STATEMENT OF HON. MILTON C. GARBER, CONGRESSIONAL REPRESENTATIVE FROM OKLAHOMA

Mr. GARBER. Mr. Chairman and members of the committee, we appreciate the opportunity of this hearing at this time, and the willingness of each member to consider the matter.

In view of the brief time at our disposal I will offer evidenc through witnesses who have made a thorough study of this question and who are qualified to present it to you, so that you may clearly and quickly understand the points which may arise in your consideration of the proposed measure.

It so happens that the senior Member of the Oklahoma delegation previously introduced a bill in the exact language of the bill now under consideration, and presented it to your committee in the year 1917. He did it so well that he convinced every member of the committee that the legislation was fully warranted by the facts in reference to the State of Oklahoma.

Mr.
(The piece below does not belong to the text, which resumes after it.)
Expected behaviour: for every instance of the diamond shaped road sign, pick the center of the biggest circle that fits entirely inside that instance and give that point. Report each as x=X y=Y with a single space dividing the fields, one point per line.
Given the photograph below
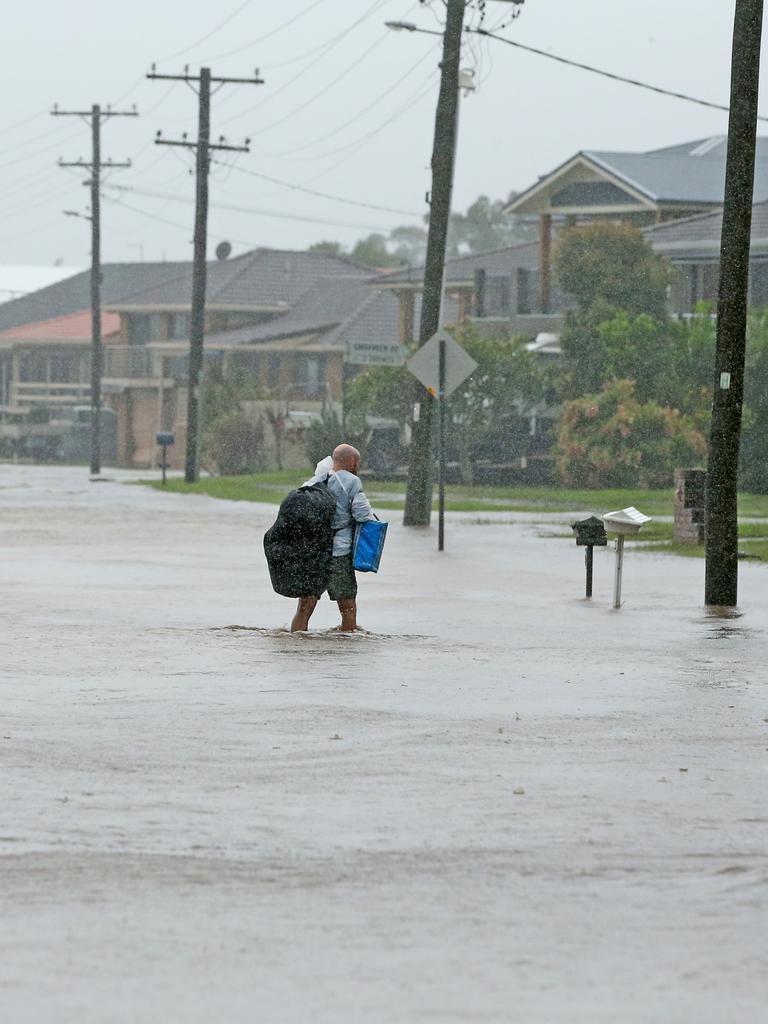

EATON. Have you any information as to the amount of public land remaining in Oklahoma?

Mr. GARBER. Not definitely; no; but the public land office reported as of July 1, 1915 only 42,177 acres of vacant public lands remaining.

It will be recalled that the act under which the claim for Oklahoma is made in the provisions of the pending bill, was an act donating public lands to the several States and Territories which might provide colleges for the teaching of agriculture and the mechanical arts. It granted to the several States an amount of public land to be apportioned to each State in quantities equal to 30,000 acres for each Senator and Representative in Congress to which the States were, respectively, entitled by the apportionment under the census of 1860; that the lands so apportioned, whenever there were public lands in a State subject to sale at private entry at $1.25 per acre, should be selected from such lands within the limits of such State and in States in which there was not a sufficient quantity of such public lands for this purpose, land scrip to the amount in acres for the deficiency of its distributive share was to be issued to such State.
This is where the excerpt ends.